Rockefeller involved a memorandum of understanding (“MOU”) between a company based in the People’s Republic of China (SinoType) and a California company (Rockefeller). The MOU selected Los Angeles as the seat of arbitration, provided for service of process via “Federal Express or similar courier,” and contained a consent to the jurisdiction of California courts. Following an arbitration in which SinoType did not participate, the arbitrator ruled in Rockefeller’s favor for damages in excess of $414 million. Rockefeller sought to have the award confirmed. SinoType appeared and moved to set aside the default judgment for insufficient service of process, arguing that Rockefeller failed to comply with the Hague Service Convention. SinoType’s motion was denied, the Court of Appeal reversed, and the Supreme Court of California reversed the Court of Appeal.
The Supreme Court of California initially noted that although a signatory country may object to its citizens and entities’ ability to send judicial documents by postal channels under article 10 of the Convention, that objection does not estop those citizens and entities from waiving the application of the Convention altogether. The Court reasoned that the Convention applies only to “service of process in the technical sense” and to the “formal delivery of documents,” but not to whether “a document needs to be served and which document needs to be served,” an issue to be determined in accordance with the lex fori — in this case, California. Thus, where parties agreed to waive service of process in accordance with California law the Convention would not apply, and a country’s objection to article 10 would not prevent service via Federal Express.
The crux of the case was the Parties’ arrangement in the MOU to waive formal service of process. The Court found that: “[t]he MOU’s language confirms the Parties’ intent to replace ‘service of process’ with the alternate notification method specified in the agreement.” Id. at 20. The Court reasoned that: “[w]hen parties agree to California arbitration, they consent to submit to the personal jurisdiction of California courts to enforce the agreement and any judgment under section 1293 [and] [w]hen the agreement also specifies the manner in which the Parties ‘shall be served,’ consistent with section 1290.4, subdivision (a), that agreement supplants statutory service requirements and constitutes a waiver of formal service in favor of the agreed-upon method of notification.” Id. at 22.

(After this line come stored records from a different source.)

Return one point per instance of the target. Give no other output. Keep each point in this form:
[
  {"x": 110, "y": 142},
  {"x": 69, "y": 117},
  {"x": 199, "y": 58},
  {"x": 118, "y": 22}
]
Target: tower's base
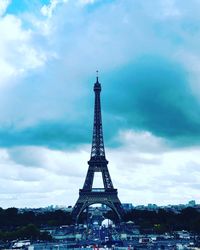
[{"x": 97, "y": 196}]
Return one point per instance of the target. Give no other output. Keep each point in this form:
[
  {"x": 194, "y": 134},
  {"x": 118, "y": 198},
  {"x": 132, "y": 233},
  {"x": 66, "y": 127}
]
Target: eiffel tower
[{"x": 97, "y": 163}]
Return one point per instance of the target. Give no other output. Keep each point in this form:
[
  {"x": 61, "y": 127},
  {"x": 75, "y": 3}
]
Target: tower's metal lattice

The Court’s decision in Rockefeller is a much-welcomed development in clarifying that when parties to international arbitral proceedings seated in California waive formal service of process in favor of informal notice, the Hague Service Convention will not prevent enforcement of the agreed-upon method of service of process. In preventing parties from negating a clear an unambiguous written waiver of service of process, the Supreme Court of California has reinforced the view that the purpose of the California Arbitration Act is to promote contractual arbitration and the autonomy of disputing parties to craft their desired procedures. Therefore, consistent with Rockefeller, parties involved with international arbitration in California would do well to create clear and unambiguous service of process provisions as a part of their dispute resolution clauses.